As part of VA's fourth mission, we have provided support and manpower to 11 states and multiple health care agencies who find themselves overwhelmed with critically ill patients. VA has deployed more than 750 employees to support non-VA facilities. Each of these dedicated professionals have volunteered to leave their families and friends for extended periods of time to help patients in need.

In response to system-wide needs for more clinicians, nurses, and ancillary staff, VA has ramped up its recruiting and outreach efforts. We established an integrated Staffing Command Cell to drive accelerated hiring and manage deployments of VA staff to areas affected by COVID-19. Since the end of March, VHA has hired over 27,860 new employees.

Taking Action

As COVID-19 continues to impact communities across the U.S., we have learned some important lessons on how to respond to a natural disaster of this scope and urgency. It has also provided a lens to better view weaknesses in our national health care system.

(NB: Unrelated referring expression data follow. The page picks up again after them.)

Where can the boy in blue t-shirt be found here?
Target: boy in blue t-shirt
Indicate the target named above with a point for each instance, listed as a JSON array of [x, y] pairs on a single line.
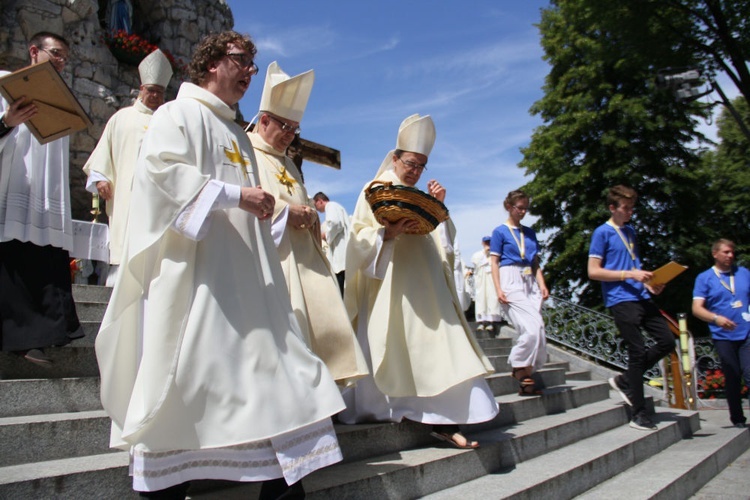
[[720, 297], [614, 260]]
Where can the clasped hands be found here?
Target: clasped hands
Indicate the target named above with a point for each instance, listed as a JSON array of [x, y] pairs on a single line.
[[257, 201]]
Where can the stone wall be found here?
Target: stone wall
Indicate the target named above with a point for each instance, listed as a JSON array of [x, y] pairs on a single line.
[[101, 83]]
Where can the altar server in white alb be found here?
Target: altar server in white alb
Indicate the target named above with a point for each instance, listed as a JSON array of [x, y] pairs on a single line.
[[313, 289], [110, 166], [486, 305], [426, 365], [204, 371], [336, 229], [36, 229]]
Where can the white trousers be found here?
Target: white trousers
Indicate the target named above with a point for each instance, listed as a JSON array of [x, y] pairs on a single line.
[[524, 311]]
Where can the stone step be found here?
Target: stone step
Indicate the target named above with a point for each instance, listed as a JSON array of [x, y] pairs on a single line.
[[682, 469], [501, 382], [90, 311], [578, 375], [418, 473], [53, 436], [367, 448], [66, 362], [485, 343], [91, 293], [94, 476], [569, 471], [730, 483], [52, 395]]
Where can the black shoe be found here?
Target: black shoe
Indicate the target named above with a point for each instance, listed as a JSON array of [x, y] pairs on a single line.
[[618, 384], [38, 357], [642, 422]]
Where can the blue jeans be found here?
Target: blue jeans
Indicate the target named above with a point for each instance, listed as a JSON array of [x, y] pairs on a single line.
[[630, 318], [735, 363]]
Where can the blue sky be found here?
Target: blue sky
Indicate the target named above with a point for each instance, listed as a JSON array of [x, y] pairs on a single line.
[[475, 66]]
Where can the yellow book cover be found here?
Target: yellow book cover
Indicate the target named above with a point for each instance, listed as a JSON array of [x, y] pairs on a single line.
[[666, 273], [59, 114]]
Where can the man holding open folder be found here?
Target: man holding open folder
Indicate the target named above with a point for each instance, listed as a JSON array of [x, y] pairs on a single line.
[[36, 230], [614, 260]]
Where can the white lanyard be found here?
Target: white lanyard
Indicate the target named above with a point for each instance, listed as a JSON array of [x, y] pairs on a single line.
[[521, 244], [625, 241]]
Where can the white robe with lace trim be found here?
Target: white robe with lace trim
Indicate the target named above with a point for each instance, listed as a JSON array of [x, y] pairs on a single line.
[[199, 348]]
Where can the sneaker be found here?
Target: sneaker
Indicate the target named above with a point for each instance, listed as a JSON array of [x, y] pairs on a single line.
[[619, 385], [642, 423]]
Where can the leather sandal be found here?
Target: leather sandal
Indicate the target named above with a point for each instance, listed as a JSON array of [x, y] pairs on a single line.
[[528, 386]]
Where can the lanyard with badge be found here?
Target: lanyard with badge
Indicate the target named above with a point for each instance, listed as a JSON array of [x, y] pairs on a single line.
[[526, 270], [629, 246], [730, 287]]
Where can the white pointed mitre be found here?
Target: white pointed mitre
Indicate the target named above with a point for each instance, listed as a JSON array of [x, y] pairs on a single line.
[[286, 96], [155, 69], [416, 134]]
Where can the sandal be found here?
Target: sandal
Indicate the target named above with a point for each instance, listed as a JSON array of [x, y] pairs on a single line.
[[528, 386], [449, 438]]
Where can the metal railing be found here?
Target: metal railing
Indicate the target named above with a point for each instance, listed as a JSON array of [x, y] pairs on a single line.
[[593, 336]]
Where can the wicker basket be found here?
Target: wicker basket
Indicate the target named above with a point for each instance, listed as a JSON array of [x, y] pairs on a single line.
[[393, 202]]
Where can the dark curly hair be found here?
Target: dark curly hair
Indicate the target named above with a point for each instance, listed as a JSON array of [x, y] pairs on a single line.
[[212, 48]]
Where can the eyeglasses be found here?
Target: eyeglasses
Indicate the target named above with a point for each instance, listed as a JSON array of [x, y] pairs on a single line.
[[285, 127], [245, 61], [55, 54], [419, 167]]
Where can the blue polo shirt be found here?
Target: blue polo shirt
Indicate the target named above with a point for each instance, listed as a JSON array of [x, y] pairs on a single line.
[[719, 300], [504, 245], [607, 245]]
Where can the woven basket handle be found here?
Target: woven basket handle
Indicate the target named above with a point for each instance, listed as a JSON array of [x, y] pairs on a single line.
[[385, 184]]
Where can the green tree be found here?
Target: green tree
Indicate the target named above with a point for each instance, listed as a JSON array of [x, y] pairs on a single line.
[[728, 171], [605, 123]]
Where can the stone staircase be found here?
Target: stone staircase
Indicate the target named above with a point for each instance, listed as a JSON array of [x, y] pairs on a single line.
[[572, 442]]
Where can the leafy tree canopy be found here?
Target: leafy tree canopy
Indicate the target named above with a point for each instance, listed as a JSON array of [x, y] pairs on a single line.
[[605, 122]]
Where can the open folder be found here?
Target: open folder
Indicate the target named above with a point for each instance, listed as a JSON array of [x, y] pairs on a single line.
[[59, 114], [666, 273]]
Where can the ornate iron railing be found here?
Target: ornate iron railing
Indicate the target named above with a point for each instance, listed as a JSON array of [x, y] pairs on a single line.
[[593, 335]]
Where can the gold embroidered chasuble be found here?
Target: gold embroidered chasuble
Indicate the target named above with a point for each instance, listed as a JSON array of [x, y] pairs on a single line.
[[199, 347], [313, 288], [420, 342]]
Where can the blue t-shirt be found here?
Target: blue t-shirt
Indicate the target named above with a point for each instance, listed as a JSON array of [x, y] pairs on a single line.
[[607, 245], [506, 245], [719, 300]]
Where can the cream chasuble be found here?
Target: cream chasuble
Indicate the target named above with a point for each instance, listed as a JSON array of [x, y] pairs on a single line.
[[313, 289], [419, 340], [199, 347], [114, 158]]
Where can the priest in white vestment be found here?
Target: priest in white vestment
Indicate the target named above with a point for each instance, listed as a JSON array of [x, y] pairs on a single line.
[[426, 365], [204, 371], [112, 163], [36, 229], [335, 232], [313, 289]]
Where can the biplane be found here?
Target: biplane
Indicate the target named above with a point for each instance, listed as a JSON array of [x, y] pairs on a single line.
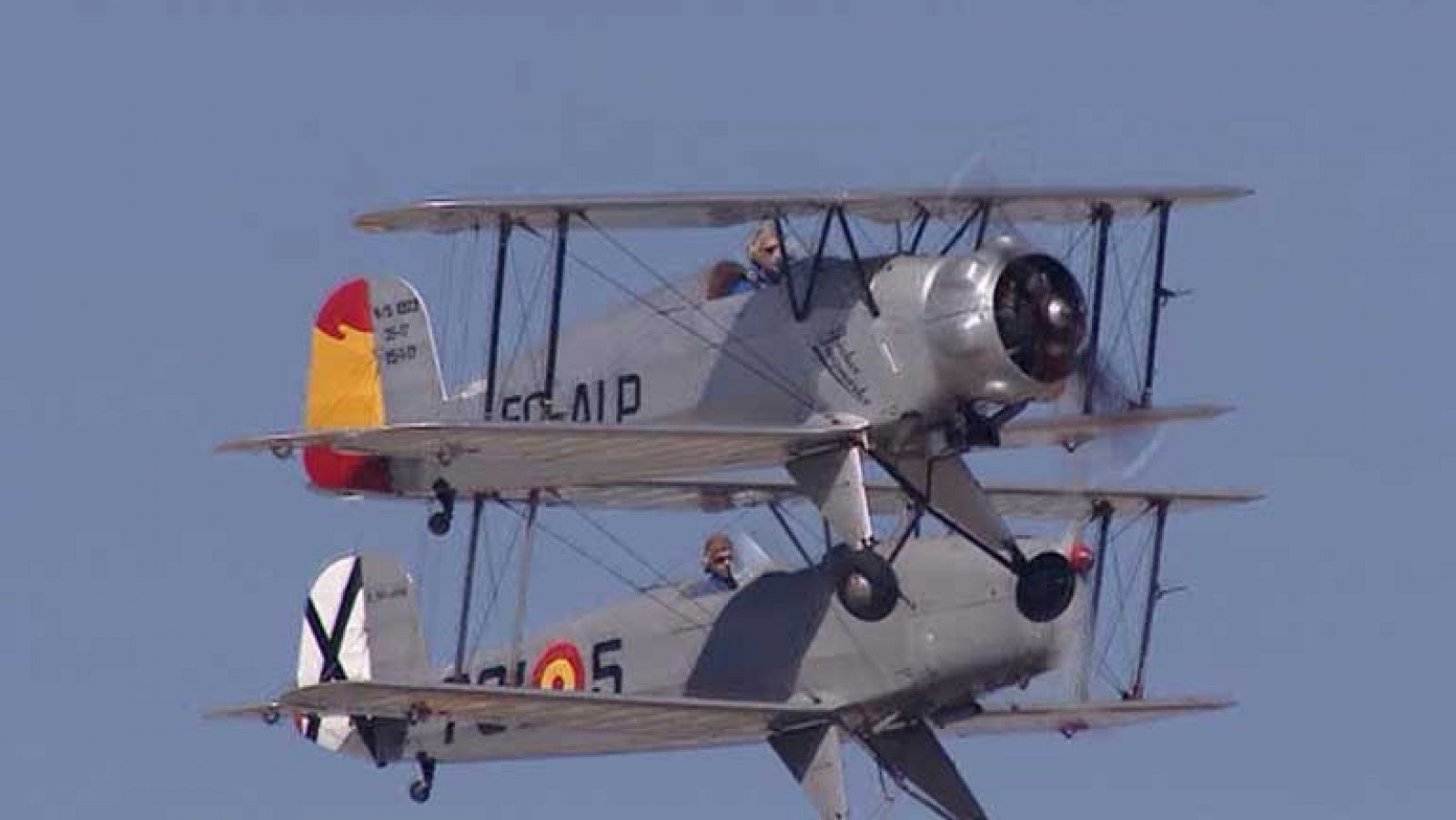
[[829, 363]]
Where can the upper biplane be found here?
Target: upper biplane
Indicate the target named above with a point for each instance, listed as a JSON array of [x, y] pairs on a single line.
[[909, 359]]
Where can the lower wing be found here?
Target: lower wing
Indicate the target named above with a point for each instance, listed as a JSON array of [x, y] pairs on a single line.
[[548, 723]]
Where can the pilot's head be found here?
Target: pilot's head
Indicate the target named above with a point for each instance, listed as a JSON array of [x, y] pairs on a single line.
[[718, 557], [764, 249]]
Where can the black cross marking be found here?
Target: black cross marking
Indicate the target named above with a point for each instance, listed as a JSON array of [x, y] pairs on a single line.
[[329, 643]]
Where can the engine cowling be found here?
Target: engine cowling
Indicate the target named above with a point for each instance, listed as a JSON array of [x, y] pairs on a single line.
[[1005, 324]]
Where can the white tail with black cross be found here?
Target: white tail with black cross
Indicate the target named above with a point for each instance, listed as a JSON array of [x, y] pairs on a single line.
[[360, 623]]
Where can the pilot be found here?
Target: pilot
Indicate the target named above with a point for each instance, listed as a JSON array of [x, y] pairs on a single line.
[[718, 562], [764, 255], [764, 266]]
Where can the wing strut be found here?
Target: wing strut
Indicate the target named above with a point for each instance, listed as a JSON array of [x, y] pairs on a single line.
[[1155, 593], [517, 666], [1103, 220], [1103, 511], [462, 631], [502, 245], [1161, 296], [553, 339]]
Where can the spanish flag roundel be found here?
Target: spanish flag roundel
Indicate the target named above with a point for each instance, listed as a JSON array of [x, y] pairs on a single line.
[[558, 667]]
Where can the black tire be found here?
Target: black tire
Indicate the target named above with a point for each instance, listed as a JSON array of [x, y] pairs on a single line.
[[866, 587], [1045, 587], [440, 523]]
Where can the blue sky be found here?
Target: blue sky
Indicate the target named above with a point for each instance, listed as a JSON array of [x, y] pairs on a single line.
[[177, 187]]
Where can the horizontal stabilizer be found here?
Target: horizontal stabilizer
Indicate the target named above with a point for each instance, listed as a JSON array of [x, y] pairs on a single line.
[[1075, 717]]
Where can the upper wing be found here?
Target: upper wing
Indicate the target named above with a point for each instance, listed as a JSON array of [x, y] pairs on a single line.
[[524, 455], [730, 208], [521, 456], [542, 721], [1011, 500], [1070, 718]]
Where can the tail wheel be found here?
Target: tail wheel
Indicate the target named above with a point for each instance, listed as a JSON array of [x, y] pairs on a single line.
[[440, 521], [868, 587], [1046, 586]]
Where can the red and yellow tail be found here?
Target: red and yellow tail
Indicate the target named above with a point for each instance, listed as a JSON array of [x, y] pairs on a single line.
[[370, 363]]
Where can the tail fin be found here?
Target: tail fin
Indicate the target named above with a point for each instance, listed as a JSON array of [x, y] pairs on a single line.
[[360, 623], [371, 361]]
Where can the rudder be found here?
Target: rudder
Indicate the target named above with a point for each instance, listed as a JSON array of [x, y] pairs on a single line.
[[371, 361], [360, 623]]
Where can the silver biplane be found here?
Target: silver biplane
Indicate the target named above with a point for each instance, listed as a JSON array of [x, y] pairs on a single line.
[[817, 363]]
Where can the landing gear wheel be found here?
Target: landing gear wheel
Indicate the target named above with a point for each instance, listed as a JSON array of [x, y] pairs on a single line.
[[1045, 587], [440, 521], [868, 586], [441, 517]]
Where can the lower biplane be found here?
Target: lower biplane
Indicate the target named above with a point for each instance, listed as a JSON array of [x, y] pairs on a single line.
[[691, 664], [906, 359]]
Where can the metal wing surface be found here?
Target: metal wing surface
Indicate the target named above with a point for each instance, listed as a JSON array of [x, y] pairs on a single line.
[[546, 723], [1011, 500], [1075, 430], [1048, 204], [1074, 717], [528, 456]]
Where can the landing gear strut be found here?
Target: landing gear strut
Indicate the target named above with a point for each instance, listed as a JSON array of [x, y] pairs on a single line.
[[444, 497], [866, 584], [420, 790]]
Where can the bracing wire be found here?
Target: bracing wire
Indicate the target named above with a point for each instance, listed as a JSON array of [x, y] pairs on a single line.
[[608, 568], [626, 548]]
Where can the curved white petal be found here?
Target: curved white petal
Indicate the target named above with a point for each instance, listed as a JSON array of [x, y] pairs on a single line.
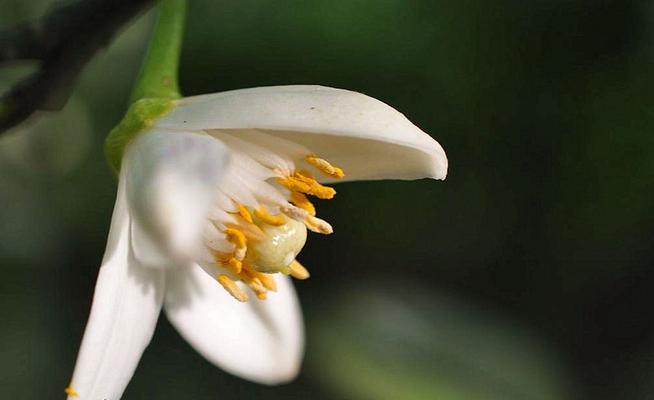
[[125, 309], [368, 138], [261, 341], [172, 180]]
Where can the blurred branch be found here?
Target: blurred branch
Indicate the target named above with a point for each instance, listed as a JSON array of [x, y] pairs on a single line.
[[64, 41]]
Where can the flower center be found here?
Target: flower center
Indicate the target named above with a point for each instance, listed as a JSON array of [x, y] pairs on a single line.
[[262, 216]]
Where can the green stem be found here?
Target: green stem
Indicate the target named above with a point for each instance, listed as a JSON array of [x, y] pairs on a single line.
[[158, 76], [156, 86]]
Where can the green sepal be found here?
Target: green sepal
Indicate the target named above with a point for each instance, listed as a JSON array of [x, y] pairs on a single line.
[[140, 116]]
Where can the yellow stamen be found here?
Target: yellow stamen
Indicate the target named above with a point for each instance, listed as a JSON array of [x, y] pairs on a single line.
[[324, 166], [250, 231], [301, 200], [268, 281], [70, 391], [244, 213], [318, 225], [234, 265], [302, 181], [232, 288], [265, 216], [298, 271]]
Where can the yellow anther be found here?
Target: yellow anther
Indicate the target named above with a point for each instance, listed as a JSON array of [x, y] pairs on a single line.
[[324, 166], [298, 271], [318, 225], [263, 214], [70, 391], [300, 200], [302, 181], [244, 213], [234, 265], [236, 237], [268, 281], [232, 288], [256, 285]]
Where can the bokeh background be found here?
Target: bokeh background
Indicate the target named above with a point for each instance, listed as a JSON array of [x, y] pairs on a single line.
[[527, 274]]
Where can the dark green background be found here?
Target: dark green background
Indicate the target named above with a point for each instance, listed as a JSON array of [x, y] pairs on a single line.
[[527, 274]]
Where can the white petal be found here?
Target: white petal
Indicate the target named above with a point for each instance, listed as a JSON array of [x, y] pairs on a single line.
[[368, 138], [261, 341], [172, 180], [126, 305]]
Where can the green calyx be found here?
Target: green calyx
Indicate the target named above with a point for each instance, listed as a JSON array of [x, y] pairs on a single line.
[[140, 116], [157, 86]]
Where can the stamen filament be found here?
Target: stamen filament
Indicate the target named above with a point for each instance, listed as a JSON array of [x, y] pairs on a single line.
[[232, 288], [263, 214], [70, 391], [244, 213], [298, 271], [301, 200]]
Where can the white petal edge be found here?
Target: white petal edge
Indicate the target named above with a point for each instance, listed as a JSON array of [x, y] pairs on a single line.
[[172, 180], [367, 137], [261, 341], [126, 306]]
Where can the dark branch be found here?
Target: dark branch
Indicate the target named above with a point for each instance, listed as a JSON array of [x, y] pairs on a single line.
[[64, 41]]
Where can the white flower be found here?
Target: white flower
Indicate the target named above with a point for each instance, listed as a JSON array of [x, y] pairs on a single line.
[[212, 205]]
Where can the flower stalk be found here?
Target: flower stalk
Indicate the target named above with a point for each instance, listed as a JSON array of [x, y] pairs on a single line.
[[157, 84]]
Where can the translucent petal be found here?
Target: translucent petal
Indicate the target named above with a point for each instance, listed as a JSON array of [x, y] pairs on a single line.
[[259, 340], [172, 181], [126, 306], [366, 137]]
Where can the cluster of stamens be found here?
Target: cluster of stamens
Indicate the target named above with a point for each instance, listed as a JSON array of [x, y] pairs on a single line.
[[264, 243]]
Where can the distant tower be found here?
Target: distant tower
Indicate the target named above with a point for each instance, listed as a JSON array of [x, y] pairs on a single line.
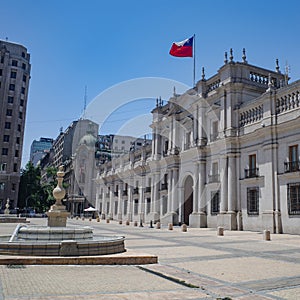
[[14, 83]]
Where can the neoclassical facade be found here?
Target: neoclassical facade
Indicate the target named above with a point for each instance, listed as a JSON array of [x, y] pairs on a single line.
[[224, 153]]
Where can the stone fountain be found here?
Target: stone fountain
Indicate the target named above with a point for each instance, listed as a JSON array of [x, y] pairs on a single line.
[[58, 239]]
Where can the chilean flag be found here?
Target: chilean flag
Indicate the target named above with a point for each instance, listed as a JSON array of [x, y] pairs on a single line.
[[183, 49]]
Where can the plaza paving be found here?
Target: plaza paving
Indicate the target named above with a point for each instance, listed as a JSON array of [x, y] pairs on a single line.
[[196, 264]]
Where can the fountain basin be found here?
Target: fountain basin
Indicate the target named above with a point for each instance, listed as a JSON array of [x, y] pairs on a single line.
[[60, 241]]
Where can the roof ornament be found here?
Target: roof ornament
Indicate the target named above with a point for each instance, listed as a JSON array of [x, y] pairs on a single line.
[[231, 55], [225, 58], [203, 74], [277, 66], [244, 56]]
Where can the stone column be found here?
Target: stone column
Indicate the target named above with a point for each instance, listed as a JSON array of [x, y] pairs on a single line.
[[154, 214], [222, 219], [224, 186], [130, 199], [142, 199], [120, 192], [170, 136], [232, 189], [195, 189], [111, 202], [170, 178], [174, 204], [195, 126]]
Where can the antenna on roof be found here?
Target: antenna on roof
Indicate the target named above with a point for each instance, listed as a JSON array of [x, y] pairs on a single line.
[[287, 70], [84, 104]]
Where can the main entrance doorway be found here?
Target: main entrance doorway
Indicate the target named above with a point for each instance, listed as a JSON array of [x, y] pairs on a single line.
[[188, 199]]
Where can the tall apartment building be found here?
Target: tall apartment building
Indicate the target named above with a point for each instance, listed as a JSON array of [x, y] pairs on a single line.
[[39, 149], [14, 83]]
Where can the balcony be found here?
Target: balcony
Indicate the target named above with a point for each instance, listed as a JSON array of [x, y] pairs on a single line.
[[213, 178], [292, 166], [214, 136], [251, 173], [164, 187]]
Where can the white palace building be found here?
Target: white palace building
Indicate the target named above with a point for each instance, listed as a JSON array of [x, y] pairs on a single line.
[[224, 153]]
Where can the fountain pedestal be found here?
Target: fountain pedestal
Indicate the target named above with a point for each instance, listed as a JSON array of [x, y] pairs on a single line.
[[57, 215]]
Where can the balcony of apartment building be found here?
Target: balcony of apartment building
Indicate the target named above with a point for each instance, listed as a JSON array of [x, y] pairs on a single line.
[[251, 172], [213, 178], [292, 166]]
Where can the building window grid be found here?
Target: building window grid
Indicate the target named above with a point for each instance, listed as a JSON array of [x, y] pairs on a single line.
[[215, 203], [293, 198], [253, 201]]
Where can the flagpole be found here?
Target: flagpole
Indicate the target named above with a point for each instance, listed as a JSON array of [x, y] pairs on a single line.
[[194, 54]]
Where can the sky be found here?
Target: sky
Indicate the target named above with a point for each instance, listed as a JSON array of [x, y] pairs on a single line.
[[102, 44]]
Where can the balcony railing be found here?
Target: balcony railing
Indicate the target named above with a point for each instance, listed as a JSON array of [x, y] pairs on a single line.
[[164, 186], [292, 166], [213, 178], [250, 173], [214, 136]]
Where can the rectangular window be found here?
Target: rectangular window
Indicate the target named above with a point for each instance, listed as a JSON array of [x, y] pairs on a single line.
[[252, 171], [116, 207], [293, 164], [294, 198], [148, 207], [136, 206], [13, 74], [215, 131], [253, 201], [215, 203], [125, 207], [214, 177]]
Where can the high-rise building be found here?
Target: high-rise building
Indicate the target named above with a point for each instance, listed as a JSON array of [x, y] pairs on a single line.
[[14, 83], [39, 149]]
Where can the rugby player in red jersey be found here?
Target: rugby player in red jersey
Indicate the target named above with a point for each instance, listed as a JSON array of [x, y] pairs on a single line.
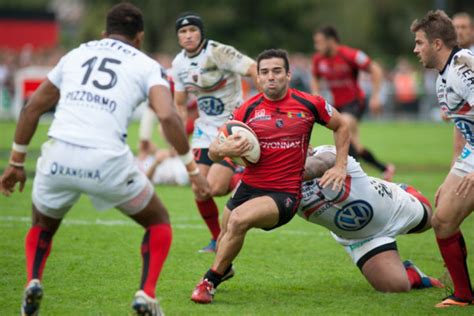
[[339, 65], [269, 193]]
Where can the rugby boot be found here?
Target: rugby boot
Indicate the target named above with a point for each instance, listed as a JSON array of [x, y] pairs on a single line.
[[144, 305], [203, 292], [426, 281], [452, 300], [211, 247], [32, 298]]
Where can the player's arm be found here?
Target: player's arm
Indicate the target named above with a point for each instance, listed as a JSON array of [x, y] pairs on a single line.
[[458, 144], [145, 132], [337, 174], [315, 86], [180, 99], [376, 75], [316, 166], [252, 73], [233, 146], [43, 100], [464, 85]]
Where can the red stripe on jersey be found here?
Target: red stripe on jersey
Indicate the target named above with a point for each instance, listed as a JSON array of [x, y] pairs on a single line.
[[346, 188], [465, 108]]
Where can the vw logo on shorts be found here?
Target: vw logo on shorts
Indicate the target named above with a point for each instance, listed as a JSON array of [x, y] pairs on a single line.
[[354, 216]]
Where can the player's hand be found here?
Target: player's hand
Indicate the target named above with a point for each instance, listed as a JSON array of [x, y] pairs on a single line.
[[10, 178], [200, 187], [336, 175], [444, 116], [375, 105], [466, 185], [235, 146]]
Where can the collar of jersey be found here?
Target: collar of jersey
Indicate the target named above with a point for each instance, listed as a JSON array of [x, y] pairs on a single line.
[[453, 52]]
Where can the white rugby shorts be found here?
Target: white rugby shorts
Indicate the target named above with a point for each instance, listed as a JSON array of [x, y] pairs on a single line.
[[110, 179], [408, 215], [465, 162], [204, 133]]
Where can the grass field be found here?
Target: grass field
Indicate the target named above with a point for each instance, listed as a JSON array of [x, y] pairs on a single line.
[[94, 267]]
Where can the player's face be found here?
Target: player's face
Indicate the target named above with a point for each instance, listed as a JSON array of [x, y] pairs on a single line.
[[424, 50], [189, 38], [273, 78], [463, 31], [321, 44]]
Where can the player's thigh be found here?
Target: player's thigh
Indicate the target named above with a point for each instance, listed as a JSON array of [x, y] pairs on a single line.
[[353, 125], [154, 213], [452, 208], [219, 178], [259, 212], [386, 273]]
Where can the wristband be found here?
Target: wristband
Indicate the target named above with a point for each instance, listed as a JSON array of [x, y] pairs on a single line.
[[195, 172], [20, 148], [16, 164], [187, 157]]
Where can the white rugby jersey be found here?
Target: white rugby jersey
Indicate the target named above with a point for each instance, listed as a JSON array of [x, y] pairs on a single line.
[[455, 90], [214, 76], [101, 83], [363, 207]]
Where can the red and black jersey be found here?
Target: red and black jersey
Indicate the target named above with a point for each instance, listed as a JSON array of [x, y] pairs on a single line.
[[283, 129], [341, 71]]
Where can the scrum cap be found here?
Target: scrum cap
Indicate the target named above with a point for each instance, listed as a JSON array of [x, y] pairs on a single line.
[[189, 18]]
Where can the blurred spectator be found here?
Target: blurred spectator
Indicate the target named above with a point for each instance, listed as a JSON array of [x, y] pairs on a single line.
[[300, 75], [464, 30], [405, 83]]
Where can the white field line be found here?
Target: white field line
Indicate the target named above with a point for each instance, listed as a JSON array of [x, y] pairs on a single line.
[[9, 221]]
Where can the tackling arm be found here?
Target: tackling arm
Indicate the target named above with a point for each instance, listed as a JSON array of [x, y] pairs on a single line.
[[458, 144], [337, 174], [316, 166]]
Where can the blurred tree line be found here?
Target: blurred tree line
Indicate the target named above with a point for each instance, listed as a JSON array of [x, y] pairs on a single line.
[[380, 27]]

Here are just a few areas to consider as we strive to improve the quality of care we provide our patients:

  • Assessing flexibility of systems of care
  • Linking quality assessment to public health preparedness
  • Focusing on health equity, including social determinants of health and disparities in health care delivery
  • Including all health care workers (e.g. ambulance drivers and first responders) in the quality map

In order to respond quickly and effectively to future public health emergencies, we must improve the infrastructure that underpins our national health system. Quality improvement is a vital component of this foundation.